Julian Spencer-Churchill
On April 22, 2025, 26 tourists and civilians were killed in a terror attack in Pahalgam as part of the interminable Kashmir insurgency, which has claimed 40,000 lives since 1987. On May 6, as part of Operation Sindoor, Indian missiles struck suspected base camps for Kashmirri insurgents in Pakistan in the cities of Muzzafarabad, Kotli and Bahawalpur. India has also escalated the armed stand-off to include the suspension of the Indus Waters Treaty, against which Pakistan responded by threatening the abandonment of the 1972 Simla Agreement. Given the centrality to Pakistan of the Punjab Rivers and the Indus, which pass through India from the Himalayas of China, the National Security Council has warned that an interruption of those waters would be an act of war. Any escalation to nuclear conflict, given that both states are most likely equipped with approximately 170 boosted fission nuclear warheads with maximum yields of 50 kilotons, would set a imitable precedent for nuclear war.
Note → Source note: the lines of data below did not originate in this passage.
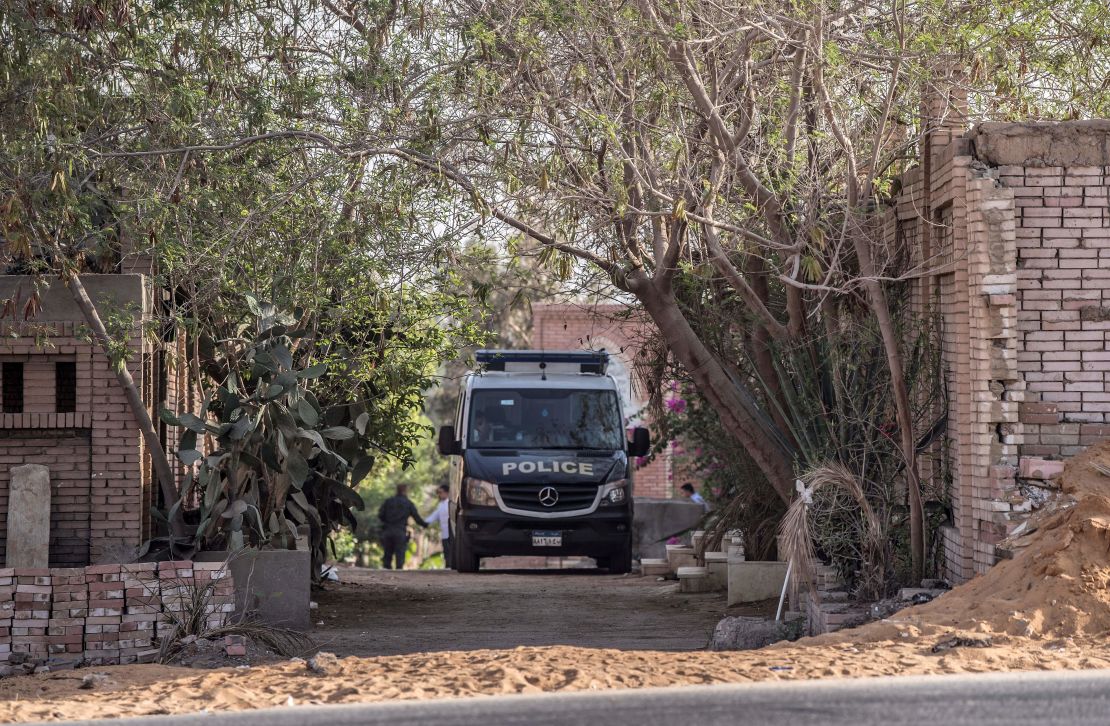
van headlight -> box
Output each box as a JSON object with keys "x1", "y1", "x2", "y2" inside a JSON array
[
  {"x1": 600, "y1": 479, "x2": 628, "y2": 506},
  {"x1": 465, "y1": 477, "x2": 498, "y2": 506}
]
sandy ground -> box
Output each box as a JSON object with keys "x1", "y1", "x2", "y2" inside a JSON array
[{"x1": 7, "y1": 444, "x2": 1110, "y2": 722}]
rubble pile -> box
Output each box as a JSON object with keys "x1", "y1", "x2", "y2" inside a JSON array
[{"x1": 829, "y1": 441, "x2": 1110, "y2": 645}]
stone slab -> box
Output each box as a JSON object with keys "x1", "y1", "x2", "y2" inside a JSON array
[
  {"x1": 665, "y1": 545, "x2": 697, "y2": 572},
  {"x1": 970, "y1": 121, "x2": 1110, "y2": 167},
  {"x1": 727, "y1": 560, "x2": 789, "y2": 605},
  {"x1": 631, "y1": 498, "x2": 705, "y2": 559},
  {"x1": 5, "y1": 465, "x2": 50, "y2": 569},
  {"x1": 194, "y1": 549, "x2": 310, "y2": 631},
  {"x1": 709, "y1": 616, "x2": 802, "y2": 651},
  {"x1": 0, "y1": 275, "x2": 147, "y2": 323}
]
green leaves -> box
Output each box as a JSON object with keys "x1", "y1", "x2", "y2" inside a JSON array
[
  {"x1": 298, "y1": 363, "x2": 327, "y2": 379},
  {"x1": 286, "y1": 450, "x2": 310, "y2": 488},
  {"x1": 321, "y1": 426, "x2": 355, "y2": 440},
  {"x1": 178, "y1": 412, "x2": 208, "y2": 433},
  {"x1": 296, "y1": 398, "x2": 319, "y2": 427},
  {"x1": 178, "y1": 449, "x2": 203, "y2": 466},
  {"x1": 164, "y1": 295, "x2": 435, "y2": 573}
]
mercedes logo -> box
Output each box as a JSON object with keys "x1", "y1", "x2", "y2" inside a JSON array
[{"x1": 538, "y1": 486, "x2": 559, "y2": 507}]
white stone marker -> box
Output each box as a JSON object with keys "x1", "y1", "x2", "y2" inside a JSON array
[{"x1": 5, "y1": 464, "x2": 50, "y2": 568}]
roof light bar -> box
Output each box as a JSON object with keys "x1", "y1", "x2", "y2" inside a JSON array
[{"x1": 475, "y1": 349, "x2": 609, "y2": 374}]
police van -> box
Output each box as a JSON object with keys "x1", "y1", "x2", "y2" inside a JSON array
[{"x1": 436, "y1": 350, "x2": 650, "y2": 572}]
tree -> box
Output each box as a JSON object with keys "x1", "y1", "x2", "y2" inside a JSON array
[
  {"x1": 427, "y1": 0, "x2": 1108, "y2": 580},
  {"x1": 0, "y1": 0, "x2": 481, "y2": 554}
]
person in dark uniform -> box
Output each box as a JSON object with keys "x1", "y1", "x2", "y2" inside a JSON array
[{"x1": 377, "y1": 484, "x2": 428, "y2": 569}]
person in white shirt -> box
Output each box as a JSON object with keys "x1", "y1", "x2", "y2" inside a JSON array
[
  {"x1": 680, "y1": 482, "x2": 710, "y2": 512},
  {"x1": 428, "y1": 484, "x2": 452, "y2": 566}
]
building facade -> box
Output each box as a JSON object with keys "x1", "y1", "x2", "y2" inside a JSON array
[{"x1": 0, "y1": 271, "x2": 188, "y2": 566}]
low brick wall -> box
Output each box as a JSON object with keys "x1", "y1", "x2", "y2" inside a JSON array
[
  {"x1": 0, "y1": 561, "x2": 234, "y2": 668},
  {"x1": 795, "y1": 564, "x2": 872, "y2": 636}
]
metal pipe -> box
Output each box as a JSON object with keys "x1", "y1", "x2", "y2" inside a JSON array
[{"x1": 775, "y1": 559, "x2": 793, "y2": 622}]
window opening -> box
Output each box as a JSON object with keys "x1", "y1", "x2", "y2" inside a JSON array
[
  {"x1": 2, "y1": 362, "x2": 24, "y2": 413},
  {"x1": 56, "y1": 361, "x2": 77, "y2": 413}
]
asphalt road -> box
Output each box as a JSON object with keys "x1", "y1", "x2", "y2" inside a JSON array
[{"x1": 55, "y1": 669, "x2": 1110, "y2": 726}]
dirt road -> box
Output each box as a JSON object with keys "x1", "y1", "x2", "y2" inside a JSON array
[{"x1": 312, "y1": 567, "x2": 747, "y2": 656}]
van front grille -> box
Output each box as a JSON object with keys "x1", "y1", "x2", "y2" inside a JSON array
[{"x1": 498, "y1": 482, "x2": 599, "y2": 512}]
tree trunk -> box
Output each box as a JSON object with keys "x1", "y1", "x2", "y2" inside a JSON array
[
  {"x1": 853, "y1": 265, "x2": 925, "y2": 583},
  {"x1": 631, "y1": 273, "x2": 797, "y2": 502},
  {"x1": 64, "y1": 274, "x2": 186, "y2": 539}
]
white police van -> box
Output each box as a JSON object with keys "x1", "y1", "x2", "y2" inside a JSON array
[{"x1": 437, "y1": 350, "x2": 650, "y2": 572}]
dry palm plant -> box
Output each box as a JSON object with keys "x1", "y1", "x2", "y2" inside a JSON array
[{"x1": 779, "y1": 462, "x2": 887, "y2": 608}]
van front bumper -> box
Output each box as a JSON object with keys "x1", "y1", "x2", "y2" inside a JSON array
[{"x1": 458, "y1": 506, "x2": 632, "y2": 557}]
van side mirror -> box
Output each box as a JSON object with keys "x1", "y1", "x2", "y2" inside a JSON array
[
  {"x1": 437, "y1": 425, "x2": 461, "y2": 456},
  {"x1": 628, "y1": 427, "x2": 651, "y2": 458}
]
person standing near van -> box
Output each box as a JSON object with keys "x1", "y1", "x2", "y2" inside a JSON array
[
  {"x1": 680, "y1": 482, "x2": 711, "y2": 512},
  {"x1": 378, "y1": 484, "x2": 427, "y2": 569},
  {"x1": 427, "y1": 484, "x2": 452, "y2": 566}
]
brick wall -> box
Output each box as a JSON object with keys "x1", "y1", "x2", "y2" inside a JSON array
[
  {"x1": 531, "y1": 303, "x2": 676, "y2": 498},
  {"x1": 1006, "y1": 163, "x2": 1110, "y2": 454},
  {"x1": 0, "y1": 561, "x2": 234, "y2": 668},
  {"x1": 0, "y1": 431, "x2": 92, "y2": 567},
  {"x1": 896, "y1": 122, "x2": 1110, "y2": 582},
  {"x1": 0, "y1": 274, "x2": 177, "y2": 565}
]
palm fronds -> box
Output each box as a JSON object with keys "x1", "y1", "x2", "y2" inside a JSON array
[{"x1": 780, "y1": 462, "x2": 888, "y2": 604}]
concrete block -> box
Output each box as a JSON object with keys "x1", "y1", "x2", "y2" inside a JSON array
[
  {"x1": 691, "y1": 530, "x2": 706, "y2": 558},
  {"x1": 727, "y1": 560, "x2": 789, "y2": 605},
  {"x1": 665, "y1": 545, "x2": 696, "y2": 572},
  {"x1": 704, "y1": 552, "x2": 728, "y2": 590},
  {"x1": 1018, "y1": 457, "x2": 1066, "y2": 480},
  {"x1": 639, "y1": 559, "x2": 671, "y2": 577},
  {"x1": 194, "y1": 549, "x2": 309, "y2": 630},
  {"x1": 677, "y1": 566, "x2": 716, "y2": 594},
  {"x1": 5, "y1": 465, "x2": 51, "y2": 568},
  {"x1": 631, "y1": 498, "x2": 705, "y2": 559}
]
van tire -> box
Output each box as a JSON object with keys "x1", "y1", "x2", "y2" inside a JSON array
[
  {"x1": 453, "y1": 522, "x2": 480, "y2": 573},
  {"x1": 607, "y1": 541, "x2": 633, "y2": 574}
]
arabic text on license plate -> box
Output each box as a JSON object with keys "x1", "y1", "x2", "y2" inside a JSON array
[{"x1": 532, "y1": 531, "x2": 562, "y2": 547}]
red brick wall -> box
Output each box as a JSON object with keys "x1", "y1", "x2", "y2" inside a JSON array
[
  {"x1": 0, "y1": 561, "x2": 234, "y2": 667},
  {"x1": 0, "y1": 316, "x2": 150, "y2": 564},
  {"x1": 531, "y1": 303, "x2": 676, "y2": 498},
  {"x1": 0, "y1": 432, "x2": 92, "y2": 567}
]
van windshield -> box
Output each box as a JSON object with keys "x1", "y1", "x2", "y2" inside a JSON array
[{"x1": 468, "y1": 389, "x2": 624, "y2": 450}]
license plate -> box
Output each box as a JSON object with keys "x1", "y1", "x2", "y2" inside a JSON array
[{"x1": 532, "y1": 530, "x2": 562, "y2": 547}]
The strategic concern with India is that, of all the great powers, it is closest to consolidating domination over its neighbors in its region. Only the U.S. has ever achieved the status of regional hegemon, which it attained in the 1890s when Great Britain abandoned Canada to its fate. China, separated by the sea, Brazil, disconnected by the Andes, and as a yet non-expansionist Nigeria, all outnumber their regional neighbors in population. According to University of Chicago Professor John J Mearsheimer, in his The Tragedy of Great Power Politics, countries are tempted to start wars to conquer their own continental regions, even if there is a low prospect of success, because the security payoff is tremendous. These were the motives of the Hapsburgs, Louis XIV, Napoleon Bonaparte, Wilhelmine and Nazi Germany, the Soviet Union, and now Communist China.
The U.S., which is the only country ever to have achieved continental hegemony, pays very little for the cost of its local defense because of the protection of the Oceans. In what is called a strategy of offshore balancing, Washington is then able to project power to support smaller countries draining the resources of the regional hegemonic candidates on other continents. This thereby increases the cost of any retaliation against the U.S., such as the costly Soviet backing of Cuba, Nicaragua and Grenada during the Cold War. Pakistan, a growing democracy, has repeatedly demonstrated itself to be a reliable offshore ally of the U.S. during the Cold War and the Global War on Terror. Pakistan-based U-2 aircraft overflew the USSR from bases in Peshawar and coordinated with Israel for the transfer of small arms to the mujahidin in Afghanistan in the 1980s, while India leaned significantly farther than the anti-Western Non-Aligned Movement, to cooperate with Moscow.